A day after the government announced measures aimed at cooling the country’s real estate market, the Blue House defended its actions on Thursday, saying the administration would do everything in its power to curb runaway property buying and speculation.

Kim Soo-hyun, the president’s senior secretary for social affairs, told reporters at the Blue House that the administration was “strong-willed” in setting a new normal for the real estate market through consistent policies.

In Korea, speculation on real estate is not as accepted as in other Asian countries like China. Politicians found speculating on real estate suffer, and liberal governments routinely try to make it more difficult for profits to be made from it.

Kim is a top aide to the current president, Moon Jae-in, a liberal. He served in the same role under Moon’s mentor, Roh Moo-hyun, when he was president from 2003 to 2008. Kim was one of the main architects of Roh’s real estate policies.

During the Roh administration, Korea’s real estate prices, particularly in the wealthy Gangnam areas south of the Han River in Seoul, saw a significant surge.

In response, the government imposed a comprehensive real estate tax on the combined value of all property owned, though it did little to tamp down prices.

Kim has since taken responsibility for what he considers failure to stabilize the market under Roh and vowed never to repeat the same mistake again.

“During the Roh Moo-hyun administration, apartment prices rose significantly, and in order to stabilize them, we announced 17 small and big real estate measures,” Kim said. “It was a clear failure in the sense that despite having to announce policies several times, real estate values rose sharply.”

Kim said the reason Roh’s administration failed to rein in prices was largely because of its simple approach that focused too much on trying to control supply and demand. He said the government failed to realize the influence of excess liquidity in the market.

By the end of Roh’s term, Kim said, the government learned it could stabilize prices by tightening loan regulations. “As a result, we were able to avoid the worse situation that other countries faced,” Kim said, referring to the mortgage crisis of 2007-08.

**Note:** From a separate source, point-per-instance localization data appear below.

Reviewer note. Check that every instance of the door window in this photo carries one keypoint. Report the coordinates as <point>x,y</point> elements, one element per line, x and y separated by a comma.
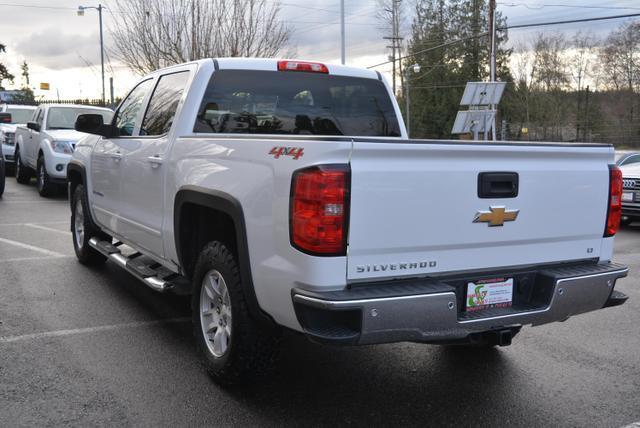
<point>125,118</point>
<point>164,103</point>
<point>631,159</point>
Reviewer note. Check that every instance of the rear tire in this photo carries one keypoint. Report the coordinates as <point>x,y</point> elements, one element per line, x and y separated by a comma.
<point>23,173</point>
<point>234,347</point>
<point>45,186</point>
<point>83,230</point>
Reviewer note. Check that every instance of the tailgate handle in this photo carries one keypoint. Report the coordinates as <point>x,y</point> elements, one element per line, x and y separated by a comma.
<point>493,185</point>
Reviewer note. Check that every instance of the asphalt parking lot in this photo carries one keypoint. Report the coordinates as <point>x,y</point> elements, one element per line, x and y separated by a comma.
<point>93,347</point>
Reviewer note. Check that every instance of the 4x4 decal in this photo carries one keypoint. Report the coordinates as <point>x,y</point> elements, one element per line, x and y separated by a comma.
<point>295,152</point>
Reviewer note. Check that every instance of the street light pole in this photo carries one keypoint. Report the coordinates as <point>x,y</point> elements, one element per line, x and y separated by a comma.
<point>342,34</point>
<point>101,52</point>
<point>407,109</point>
<point>99,8</point>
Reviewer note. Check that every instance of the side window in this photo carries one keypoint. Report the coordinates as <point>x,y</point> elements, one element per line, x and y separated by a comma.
<point>125,117</point>
<point>632,159</point>
<point>164,103</point>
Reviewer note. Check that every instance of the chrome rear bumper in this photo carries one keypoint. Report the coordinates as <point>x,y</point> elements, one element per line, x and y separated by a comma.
<point>359,316</point>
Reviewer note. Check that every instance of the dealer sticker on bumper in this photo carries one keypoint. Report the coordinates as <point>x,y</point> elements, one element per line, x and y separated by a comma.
<point>489,293</point>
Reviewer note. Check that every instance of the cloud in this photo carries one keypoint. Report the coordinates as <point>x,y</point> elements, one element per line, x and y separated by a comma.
<point>55,50</point>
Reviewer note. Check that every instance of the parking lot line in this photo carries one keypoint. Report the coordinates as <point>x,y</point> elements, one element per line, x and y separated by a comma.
<point>75,331</point>
<point>39,223</point>
<point>31,247</point>
<point>22,259</point>
<point>49,229</point>
<point>30,202</point>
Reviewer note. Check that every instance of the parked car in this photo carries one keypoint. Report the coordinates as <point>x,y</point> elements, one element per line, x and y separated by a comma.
<point>630,193</point>
<point>44,146</point>
<point>285,194</point>
<point>627,158</point>
<point>2,175</point>
<point>19,114</point>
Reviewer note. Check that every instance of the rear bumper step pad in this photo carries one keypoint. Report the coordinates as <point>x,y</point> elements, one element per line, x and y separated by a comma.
<point>426,310</point>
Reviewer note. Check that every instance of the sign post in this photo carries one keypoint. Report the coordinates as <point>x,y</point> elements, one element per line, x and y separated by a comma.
<point>481,98</point>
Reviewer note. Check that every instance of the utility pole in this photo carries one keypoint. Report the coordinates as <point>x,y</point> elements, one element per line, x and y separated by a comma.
<point>586,117</point>
<point>395,40</point>
<point>111,90</point>
<point>492,28</point>
<point>342,35</point>
<point>99,8</point>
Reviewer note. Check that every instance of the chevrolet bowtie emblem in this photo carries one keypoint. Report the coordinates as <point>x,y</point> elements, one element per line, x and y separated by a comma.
<point>496,216</point>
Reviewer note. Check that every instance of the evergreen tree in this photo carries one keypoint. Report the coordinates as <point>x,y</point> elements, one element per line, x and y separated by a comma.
<point>4,72</point>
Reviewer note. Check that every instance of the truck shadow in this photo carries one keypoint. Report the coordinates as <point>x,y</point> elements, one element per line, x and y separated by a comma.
<point>374,385</point>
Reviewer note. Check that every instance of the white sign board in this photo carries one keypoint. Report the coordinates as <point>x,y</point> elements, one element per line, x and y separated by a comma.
<point>482,93</point>
<point>473,121</point>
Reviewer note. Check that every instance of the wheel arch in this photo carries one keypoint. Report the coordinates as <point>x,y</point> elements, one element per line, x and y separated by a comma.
<point>77,174</point>
<point>189,198</point>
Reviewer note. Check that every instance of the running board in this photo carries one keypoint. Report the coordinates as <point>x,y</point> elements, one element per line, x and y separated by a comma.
<point>153,275</point>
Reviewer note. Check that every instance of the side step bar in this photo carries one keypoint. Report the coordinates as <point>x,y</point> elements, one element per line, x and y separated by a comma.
<point>154,276</point>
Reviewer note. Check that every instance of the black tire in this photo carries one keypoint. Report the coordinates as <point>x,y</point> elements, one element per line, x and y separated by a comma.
<point>45,186</point>
<point>251,350</point>
<point>2,179</point>
<point>84,252</point>
<point>23,173</point>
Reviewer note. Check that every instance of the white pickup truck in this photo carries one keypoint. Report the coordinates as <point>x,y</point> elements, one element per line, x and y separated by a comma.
<point>17,115</point>
<point>285,194</point>
<point>44,146</point>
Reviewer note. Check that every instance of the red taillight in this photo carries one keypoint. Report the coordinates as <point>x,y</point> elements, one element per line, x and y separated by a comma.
<point>319,210</point>
<point>310,67</point>
<point>615,201</point>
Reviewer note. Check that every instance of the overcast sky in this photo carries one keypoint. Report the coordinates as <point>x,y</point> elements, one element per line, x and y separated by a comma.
<point>63,48</point>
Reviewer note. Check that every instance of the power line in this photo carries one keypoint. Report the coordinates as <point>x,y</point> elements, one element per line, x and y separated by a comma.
<point>570,21</point>
<point>33,6</point>
<point>542,6</point>
<point>509,27</point>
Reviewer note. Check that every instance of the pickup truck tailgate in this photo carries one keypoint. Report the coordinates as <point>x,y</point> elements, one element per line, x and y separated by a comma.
<point>413,206</point>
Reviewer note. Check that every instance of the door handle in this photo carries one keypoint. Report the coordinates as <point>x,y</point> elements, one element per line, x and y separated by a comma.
<point>155,161</point>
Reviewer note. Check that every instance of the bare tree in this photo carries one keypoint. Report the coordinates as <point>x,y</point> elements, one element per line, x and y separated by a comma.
<point>391,15</point>
<point>550,61</point>
<point>151,34</point>
<point>620,57</point>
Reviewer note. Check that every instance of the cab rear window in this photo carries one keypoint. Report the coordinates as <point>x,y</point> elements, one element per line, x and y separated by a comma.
<point>274,102</point>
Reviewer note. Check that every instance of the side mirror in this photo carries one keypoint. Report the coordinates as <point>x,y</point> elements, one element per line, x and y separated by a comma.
<point>93,124</point>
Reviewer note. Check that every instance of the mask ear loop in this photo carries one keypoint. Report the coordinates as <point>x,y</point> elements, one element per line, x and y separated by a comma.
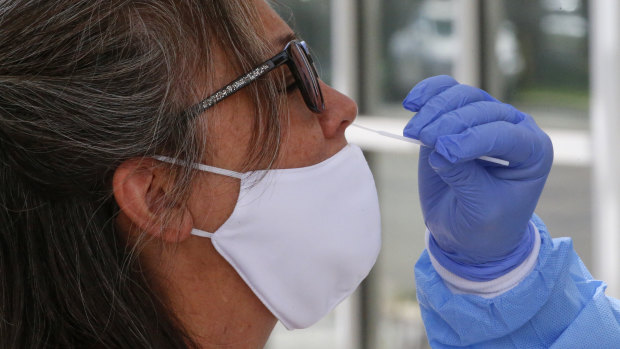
<point>201,167</point>
<point>202,233</point>
<point>205,168</point>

The Blue House aide blamed the previous two conservative administrations for the recent surge in home prices. He said previous governments in the last three to four years have encouraged the public to take out loans in order to buy homes, dragging up the price of real estate.

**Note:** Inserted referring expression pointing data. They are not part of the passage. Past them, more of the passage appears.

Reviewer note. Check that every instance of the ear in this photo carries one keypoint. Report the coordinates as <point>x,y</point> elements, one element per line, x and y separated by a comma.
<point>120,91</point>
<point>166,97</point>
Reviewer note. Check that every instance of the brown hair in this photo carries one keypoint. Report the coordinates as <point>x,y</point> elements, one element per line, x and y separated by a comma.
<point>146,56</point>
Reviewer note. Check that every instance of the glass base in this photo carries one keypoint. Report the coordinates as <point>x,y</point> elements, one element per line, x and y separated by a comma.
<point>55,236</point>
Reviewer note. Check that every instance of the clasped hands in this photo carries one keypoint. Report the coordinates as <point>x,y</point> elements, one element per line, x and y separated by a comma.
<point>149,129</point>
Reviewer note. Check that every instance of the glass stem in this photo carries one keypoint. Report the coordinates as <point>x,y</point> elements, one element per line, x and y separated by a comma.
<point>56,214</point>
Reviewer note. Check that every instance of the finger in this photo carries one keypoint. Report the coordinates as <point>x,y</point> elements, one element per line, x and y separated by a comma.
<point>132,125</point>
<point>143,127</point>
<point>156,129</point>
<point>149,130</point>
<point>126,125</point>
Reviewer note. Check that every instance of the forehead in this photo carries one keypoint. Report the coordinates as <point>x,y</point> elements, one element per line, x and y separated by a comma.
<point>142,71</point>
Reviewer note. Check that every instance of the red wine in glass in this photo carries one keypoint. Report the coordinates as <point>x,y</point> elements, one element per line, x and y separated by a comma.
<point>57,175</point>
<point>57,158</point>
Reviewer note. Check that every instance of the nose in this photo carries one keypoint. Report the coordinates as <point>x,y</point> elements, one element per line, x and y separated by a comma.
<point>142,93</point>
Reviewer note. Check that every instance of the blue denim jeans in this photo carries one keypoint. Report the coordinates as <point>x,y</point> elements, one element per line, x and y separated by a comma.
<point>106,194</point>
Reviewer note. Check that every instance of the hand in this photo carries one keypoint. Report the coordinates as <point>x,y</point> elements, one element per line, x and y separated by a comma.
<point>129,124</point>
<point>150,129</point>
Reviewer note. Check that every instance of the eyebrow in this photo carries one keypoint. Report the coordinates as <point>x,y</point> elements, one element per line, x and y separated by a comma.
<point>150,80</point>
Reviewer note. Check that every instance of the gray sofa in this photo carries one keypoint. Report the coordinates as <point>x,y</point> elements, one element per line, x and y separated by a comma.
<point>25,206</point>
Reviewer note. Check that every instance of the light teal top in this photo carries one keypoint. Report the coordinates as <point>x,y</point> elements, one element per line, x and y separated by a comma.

After the government unveiled its package of measures aimed at cooling the real estate market on Wednesday, critics said they focused too much on trying to limit demand and did little to increase supply. One of the measures includes tighter lending standards in overheated areas.

In response, Kim said that there was more than enough supply of homes.

“During the Park Geun-hye administration, when supply was at its peak, new apartments exceeded 700,000 a year,” Kim said. “The number of apartments put in the market in the last three years has been the largest since the country was founded.”

When asked to comment on the claim that supply in Gangnam was not high enough and drove up prices in the neighborhood, Kim said he disagreed.

“In April 2015, the maximum ceiling on the preconstruction price of renovated homes was abolished and there have been many preconstruction sales made,” Kim said. In Korea, apartments can be purchased before they are built in a so-called preconstruction sale.

“[Government] approval of such sales has tripled more than average sales,” Kim said. “I don’t see it simply as a problem of supply and demand.

Kim compared the current market situation to a fire and said his priority was putting out the flames. He said the government will only start building new homes and providing them to households of a certain income after the fire is put out.

“The real estate prices in some neighborhoods, including Gangnam, are very abnormal,” Kim said. “There are a lot of similarities to the abnormal behavior that major cities in advanced economies experienced after the global financial crisis in 2008.”

However, Kim was cautious about expanding the bracket for the comprehensive real estate tax and other property taxes. Unlike the capital gains tax, which is only levied once profit is made from selling real estate, property taxes are levied regularly, and any effort to expand them will likely face strong resistance from the public.